タイトル:零したもの残されたものマスター:仁科 あずみ

シナリオ形態: ショート
難易度: 普通
参加人数: 8 人
サポート人数: 0 人
リプレイ完成日時:
2008/01/19 20:04

●オープニング本文


 荒涼とした広場に、女が立たされている。
 その眼は恐怖に見開かれ、体は委縮し小さく震えていた。呼吸は荒いが、それでも女は直立不動でその場に立ち尽くしている。
 ―――十秒以内に返事がないようならば、この女を射殺する
 一瞬、ビクリと女の身体が引き攣る。動悸が強くなり、呼吸も荒くなる。それでも、女は岩の様にその場所から動かずにいた。
 一、二、――――――
 カウントが始まる。数える声が一つ増える度に震えが大きくなり、呼吸だけが乱れ、気道を通る空気の音が自分の耳に大きく響いてくる。

 ――――――八、九、十
 ばすっ

 そんな間抜けな音がしたと同時に、立っていた女は前のめりにパタリと倒れて動かなくなった。

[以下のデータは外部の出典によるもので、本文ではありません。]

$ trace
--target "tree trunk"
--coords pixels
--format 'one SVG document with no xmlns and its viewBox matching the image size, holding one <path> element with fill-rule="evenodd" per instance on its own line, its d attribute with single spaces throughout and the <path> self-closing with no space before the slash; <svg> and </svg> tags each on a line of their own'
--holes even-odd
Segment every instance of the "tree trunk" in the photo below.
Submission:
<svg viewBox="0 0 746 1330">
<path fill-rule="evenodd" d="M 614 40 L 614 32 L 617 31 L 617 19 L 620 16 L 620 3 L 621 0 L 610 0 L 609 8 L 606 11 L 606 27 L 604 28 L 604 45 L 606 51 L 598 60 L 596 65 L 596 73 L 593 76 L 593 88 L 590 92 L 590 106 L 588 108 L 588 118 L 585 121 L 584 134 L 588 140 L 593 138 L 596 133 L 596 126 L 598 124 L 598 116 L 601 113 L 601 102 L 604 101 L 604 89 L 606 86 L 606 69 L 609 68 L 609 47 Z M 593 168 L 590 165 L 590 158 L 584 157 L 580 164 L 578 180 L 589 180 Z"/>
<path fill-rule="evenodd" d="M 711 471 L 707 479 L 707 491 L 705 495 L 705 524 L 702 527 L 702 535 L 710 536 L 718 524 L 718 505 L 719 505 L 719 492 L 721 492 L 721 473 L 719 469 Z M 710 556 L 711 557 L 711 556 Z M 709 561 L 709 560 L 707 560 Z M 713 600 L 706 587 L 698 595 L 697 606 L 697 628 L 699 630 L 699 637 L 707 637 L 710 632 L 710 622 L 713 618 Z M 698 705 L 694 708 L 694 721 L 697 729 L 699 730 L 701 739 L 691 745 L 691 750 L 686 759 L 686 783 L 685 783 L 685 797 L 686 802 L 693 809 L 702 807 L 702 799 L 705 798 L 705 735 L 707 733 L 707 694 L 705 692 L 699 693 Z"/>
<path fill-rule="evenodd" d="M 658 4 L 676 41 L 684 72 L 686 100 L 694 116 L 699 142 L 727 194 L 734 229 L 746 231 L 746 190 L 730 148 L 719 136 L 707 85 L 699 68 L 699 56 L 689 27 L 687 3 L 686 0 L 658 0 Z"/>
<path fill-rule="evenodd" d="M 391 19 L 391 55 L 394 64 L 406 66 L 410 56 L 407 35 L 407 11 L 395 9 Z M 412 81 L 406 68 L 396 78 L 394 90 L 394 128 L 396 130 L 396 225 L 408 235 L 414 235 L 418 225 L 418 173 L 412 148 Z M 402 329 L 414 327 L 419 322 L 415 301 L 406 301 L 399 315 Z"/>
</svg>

●不法に滞在されている空き家―――無機質で箱の様な部屋の中
 無表情、無感動、無気力を絵にかいたような、年の頃17、8と見られる少女がぼんやりとした目で男の背中を眺めていた。
 その口が「ばっかだなぁ」と声を出さずに吐き捨てる。

 ―――目の前に居る男は私の父親である。座って、無線機の様なものでしきりに何かを喋っている。
 私はそれをただ座って呆然と眺めていた。
 まあそれはいつもの事だ。私がまだ幼かった頃に母が死に、それからはずっと毎日こんな感じですごしてきている。
 馬っ鹿だなぁ‥‥と父の背中を見つめる。
 父はもう人間らしさを捨てている。
 母が―――居なくなってからだ。
 母が殺されてから父は変わって、というよりへそを曲げてしまったのだ。
 母は、まだ私が子供だったころ、今人類と交戦中のバグアに射殺された。
 ―――が、何とビックリ、父は現在バグアと仲良しこよしである。‥‥向こうはそんなつもりさらさらないだろうけど。
 なんでも、能力者なんて人質になった母を助けてくれなかったから宛てにならないらしい。ならいっそ敵側に着けばとかなんとか。人を見殺しするような機関なんて潰れちまえとか、あとは‥‥そうしていたら、取り敢えず私は死なないとか、そんな事を思ったらしい。
 馬っ鹿だなぁ‥‥

「あのさ父さん」
「なんだ、レン」
「‥‥能力者だって、万能じゃあないって」

 昔一度だけそう言った時、父の張り手が私の頬にさく裂した。
 母は‥‥
 「必ず助ける」と言った能力者達の作戦行動の結果、犠牲者少数名の中の一人になったのだ。


●ラストホープ―――UPC本部
 ―――本部のモニタが明滅し、文字が羅列する。バグアに手を貸す民間人の家族がバグアの作戦をリーク。以下、その文章である。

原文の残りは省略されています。